Oireachtas Joint and Select Committees

Thursday, 5 December 2019

Joint Oireachtas Committee on Finance, Public Expenditure and Reform, and Taoiseach

Central Bank: Discussion

Photo of John McGuinnessJohn McGuinness (Carlow-Kilkenny, Fianna Fail) | Oireachtas source

We are going to have to face this. They are not doing that. The banks are pulling the wool over the eyes of the Central Bank.

This committee has asked the Central Bank about repossessions and the attitude of banks. The evidence that is contained in the various loan portfolio sales proves that the banks must have obviously stockpiled the bad loans, not spent money on their legal fees, not offered the full suite of options and been willing to go to the sale and allow the vultures to deal with it. I want to follow through on this matter. I am quite annoyed by the Central Bank because I do not believe it has done half enough against the banks and it certainly is not doing enough against the vulture funds. Let us say a loan goes to a vulture fund. I cannot get in touch with a vulture fund on behalf of a client who might come to me for help; it is impossible to speak to one person and it is impossible to get them to focus on the actual loan that one is representing because they just do not care.

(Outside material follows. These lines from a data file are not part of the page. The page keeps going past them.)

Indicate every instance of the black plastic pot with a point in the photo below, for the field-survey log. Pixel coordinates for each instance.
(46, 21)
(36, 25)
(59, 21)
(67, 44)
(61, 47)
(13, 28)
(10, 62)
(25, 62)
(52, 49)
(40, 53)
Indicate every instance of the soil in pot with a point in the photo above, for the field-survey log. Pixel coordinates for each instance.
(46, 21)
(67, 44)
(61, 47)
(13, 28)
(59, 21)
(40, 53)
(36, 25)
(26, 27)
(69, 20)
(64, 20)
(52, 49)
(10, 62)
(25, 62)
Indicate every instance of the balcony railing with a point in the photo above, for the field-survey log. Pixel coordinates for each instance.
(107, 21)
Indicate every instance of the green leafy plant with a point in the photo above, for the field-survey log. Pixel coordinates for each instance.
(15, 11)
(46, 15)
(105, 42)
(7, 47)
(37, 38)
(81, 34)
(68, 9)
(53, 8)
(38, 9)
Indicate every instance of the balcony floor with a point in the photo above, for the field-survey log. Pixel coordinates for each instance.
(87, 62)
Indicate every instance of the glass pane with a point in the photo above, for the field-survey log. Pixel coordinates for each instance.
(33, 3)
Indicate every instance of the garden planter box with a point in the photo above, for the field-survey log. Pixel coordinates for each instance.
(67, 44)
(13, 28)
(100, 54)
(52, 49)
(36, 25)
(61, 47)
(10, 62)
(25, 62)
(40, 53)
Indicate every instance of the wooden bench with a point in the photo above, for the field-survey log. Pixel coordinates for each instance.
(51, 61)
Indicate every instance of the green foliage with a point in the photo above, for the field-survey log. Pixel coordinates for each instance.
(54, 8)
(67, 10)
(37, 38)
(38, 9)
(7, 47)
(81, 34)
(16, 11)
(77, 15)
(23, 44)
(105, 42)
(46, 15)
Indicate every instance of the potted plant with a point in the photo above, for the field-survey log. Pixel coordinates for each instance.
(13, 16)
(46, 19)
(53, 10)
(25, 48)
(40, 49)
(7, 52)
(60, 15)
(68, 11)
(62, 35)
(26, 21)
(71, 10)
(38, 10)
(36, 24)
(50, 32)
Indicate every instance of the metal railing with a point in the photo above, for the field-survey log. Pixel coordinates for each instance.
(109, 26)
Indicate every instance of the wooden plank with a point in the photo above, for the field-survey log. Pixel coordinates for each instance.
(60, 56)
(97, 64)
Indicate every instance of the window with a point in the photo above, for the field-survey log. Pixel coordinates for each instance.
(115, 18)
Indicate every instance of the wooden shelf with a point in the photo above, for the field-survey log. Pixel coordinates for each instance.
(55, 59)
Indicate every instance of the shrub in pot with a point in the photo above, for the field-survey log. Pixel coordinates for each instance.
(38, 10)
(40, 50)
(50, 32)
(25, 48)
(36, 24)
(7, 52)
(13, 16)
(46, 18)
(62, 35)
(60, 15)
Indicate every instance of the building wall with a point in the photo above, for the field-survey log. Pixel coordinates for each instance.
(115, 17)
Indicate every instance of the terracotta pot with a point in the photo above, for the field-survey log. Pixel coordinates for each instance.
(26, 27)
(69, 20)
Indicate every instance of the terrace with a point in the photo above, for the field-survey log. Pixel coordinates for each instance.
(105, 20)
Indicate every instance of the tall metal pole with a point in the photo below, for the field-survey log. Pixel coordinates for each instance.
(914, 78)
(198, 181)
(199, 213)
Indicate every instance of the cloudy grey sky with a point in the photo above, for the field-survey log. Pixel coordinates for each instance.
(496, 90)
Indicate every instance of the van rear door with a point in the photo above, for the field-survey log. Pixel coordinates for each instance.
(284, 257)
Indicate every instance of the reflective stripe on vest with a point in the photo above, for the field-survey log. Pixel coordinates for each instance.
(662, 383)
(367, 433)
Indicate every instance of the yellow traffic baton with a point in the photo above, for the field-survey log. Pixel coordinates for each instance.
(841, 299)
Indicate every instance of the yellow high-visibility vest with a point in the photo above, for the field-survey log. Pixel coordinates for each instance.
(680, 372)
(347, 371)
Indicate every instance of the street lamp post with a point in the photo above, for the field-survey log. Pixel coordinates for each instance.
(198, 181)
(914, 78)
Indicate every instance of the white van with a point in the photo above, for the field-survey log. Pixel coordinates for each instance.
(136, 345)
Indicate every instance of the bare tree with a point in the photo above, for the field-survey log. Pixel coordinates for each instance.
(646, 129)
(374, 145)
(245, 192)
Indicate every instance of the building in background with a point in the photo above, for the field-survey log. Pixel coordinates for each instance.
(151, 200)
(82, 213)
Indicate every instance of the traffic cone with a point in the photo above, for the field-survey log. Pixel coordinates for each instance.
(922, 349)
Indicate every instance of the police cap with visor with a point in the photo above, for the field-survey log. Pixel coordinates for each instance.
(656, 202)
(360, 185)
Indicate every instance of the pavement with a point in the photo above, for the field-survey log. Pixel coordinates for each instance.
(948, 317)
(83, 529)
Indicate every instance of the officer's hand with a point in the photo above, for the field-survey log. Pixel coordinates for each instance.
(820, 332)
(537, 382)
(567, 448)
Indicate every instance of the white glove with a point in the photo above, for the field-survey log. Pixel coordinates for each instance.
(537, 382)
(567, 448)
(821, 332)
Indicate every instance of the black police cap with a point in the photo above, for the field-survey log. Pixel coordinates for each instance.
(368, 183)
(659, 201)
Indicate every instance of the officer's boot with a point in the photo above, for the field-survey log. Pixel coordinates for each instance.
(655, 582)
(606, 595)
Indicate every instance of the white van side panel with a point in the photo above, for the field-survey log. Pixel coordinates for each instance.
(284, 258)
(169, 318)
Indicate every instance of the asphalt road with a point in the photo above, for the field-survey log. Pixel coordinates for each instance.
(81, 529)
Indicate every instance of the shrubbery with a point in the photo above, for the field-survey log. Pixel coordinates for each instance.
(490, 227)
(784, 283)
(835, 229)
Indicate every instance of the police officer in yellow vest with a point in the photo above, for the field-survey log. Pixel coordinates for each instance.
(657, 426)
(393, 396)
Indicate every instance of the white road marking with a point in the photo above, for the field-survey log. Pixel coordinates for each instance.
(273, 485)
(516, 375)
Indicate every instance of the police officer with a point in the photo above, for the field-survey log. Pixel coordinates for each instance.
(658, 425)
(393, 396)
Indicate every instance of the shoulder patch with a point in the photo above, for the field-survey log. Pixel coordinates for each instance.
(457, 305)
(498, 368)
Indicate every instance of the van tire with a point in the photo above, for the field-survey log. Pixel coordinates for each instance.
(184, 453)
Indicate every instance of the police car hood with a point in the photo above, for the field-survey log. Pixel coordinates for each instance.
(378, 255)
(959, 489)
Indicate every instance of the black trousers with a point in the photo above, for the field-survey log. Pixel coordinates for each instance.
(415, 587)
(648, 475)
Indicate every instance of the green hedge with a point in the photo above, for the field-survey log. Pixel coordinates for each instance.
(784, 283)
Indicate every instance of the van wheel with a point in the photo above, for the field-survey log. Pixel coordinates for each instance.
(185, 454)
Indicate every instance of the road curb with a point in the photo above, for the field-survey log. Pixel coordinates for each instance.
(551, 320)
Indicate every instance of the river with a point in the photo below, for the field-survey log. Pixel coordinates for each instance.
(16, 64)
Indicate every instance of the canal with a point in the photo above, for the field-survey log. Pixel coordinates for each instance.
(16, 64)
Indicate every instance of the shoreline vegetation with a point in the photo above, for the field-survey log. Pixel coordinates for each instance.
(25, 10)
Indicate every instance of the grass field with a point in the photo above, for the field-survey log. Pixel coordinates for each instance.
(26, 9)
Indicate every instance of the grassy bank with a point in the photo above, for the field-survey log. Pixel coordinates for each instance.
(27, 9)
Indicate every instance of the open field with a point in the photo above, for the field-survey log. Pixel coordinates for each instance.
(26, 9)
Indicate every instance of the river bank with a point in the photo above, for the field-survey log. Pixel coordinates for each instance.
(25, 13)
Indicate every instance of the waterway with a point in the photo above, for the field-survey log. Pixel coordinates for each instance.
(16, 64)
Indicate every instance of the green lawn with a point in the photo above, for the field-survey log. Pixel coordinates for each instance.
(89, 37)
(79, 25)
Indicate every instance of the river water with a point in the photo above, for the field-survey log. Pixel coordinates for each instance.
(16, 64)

We are constantly told about the legal framework and whatever protection travels with the loan. As I have stated on many occasions, the Central Bank should be on the other side of this. I can name names, but they are all the same. The Central Bank cannot deal with them because they do not have an interest. Having said that, the Central Bank has all the information because it gets it from the relevant bank before it sells to a vulture fund. The Central Bank is aware of a bank's activity in the context of what it offers its customers. Where is its consumer protection hat in this regard? When does the consumer protection aspect within the Central Bank kick in? When does it tell the banks that, on the basis of the information it has, they do not seem to be doing enough for their customers? When does it start protecting customers, families and individuals?